Of 18,075 subjects with melanoma surgery claims, 1525 (8.4%) were treated with IFN and 1194 (6.6%) with other chemotherapies. Median duration (days) and number of doses of IFN therapy were 29 and 20, respectively. Approximately half of patients who received IFN discontinued therapy within or after the one-month induction phase. For IFN therapy patients, average total cost per patient for the last melanoma-related surgery prior to start of therapy, including costs of the surgery itself, pathology, anesthesia, and hospital care, was $2219. The average total cost per patient related to IFN therapy was $1188; this included costs for drug, office visits, blood work, and infusions. Other chemotherapy costs ranged from $146 to $2678.

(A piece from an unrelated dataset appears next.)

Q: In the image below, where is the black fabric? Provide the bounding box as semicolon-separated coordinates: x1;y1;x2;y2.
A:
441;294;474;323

There is an unmet treatment need, considering that this study observed that melanoma patients on IFN therapy post-surgery do not complete the recommended one-year course of treatment which may compromise its full therapeutic benefits. Further study to investigate reasons for discontinuation may be warranted. In addition, costs associated with adjuvant IFN therapy in post-surgical treatment of disease are likely acceptable.
本研究的目的是确定接受过恶性黑色素瘤手术的真实美国人群,并描述随后接受干扰素α-2b(IFN)治疗或其他标准护理化疗的患者的治疗模式、医疗资源利用情况和费用。
使用MarketScan®数据库中的管理索赔数据进行一项回顾性队列研究,研究对象为2004年至2008年期间被诊断为黑色素瘤且接受了手术,随后接受IFN或其他化疗的患者。评估了医疗资源利用情况和服务费用(换算为2009年美元)。费用指与医疗服务相关支付给提供者的金额。
在18075例有黑色素瘤手术索赔的受试者中,1525例(8.4%)接受了IFN治疗,1194例(6.6%)接受了其他化疗。IFN治疗的中位持续时间(天)和剂量数分别为29天和20剂。接受IFN治疗的患者中约有一半在1个月诱导期内或之后停止治疗。对于接受IFN治疗的患者,在治疗开始前最后一次与黑色素瘤相关手术的平均每位患者总费用,包括手术本身、病理、麻醉和医院护理费用,为2219美元。与IFN治疗相关的平均每位患者总费用为1188美元;这包括药物、门诊、血液检查和输液费用。其他化疗费用从146美元到2678美元不等。
考虑到本研究观察到术后接受IFN治疗的黑色素瘤患者未完成推荐的一年疗程,这可能会影响其全部治疗益处,因此存在未满足的治疗需求。可能有必要进一步研究停药原因。此外,疾病术后辅助IFN治疗相关的费用可能是可以接受的。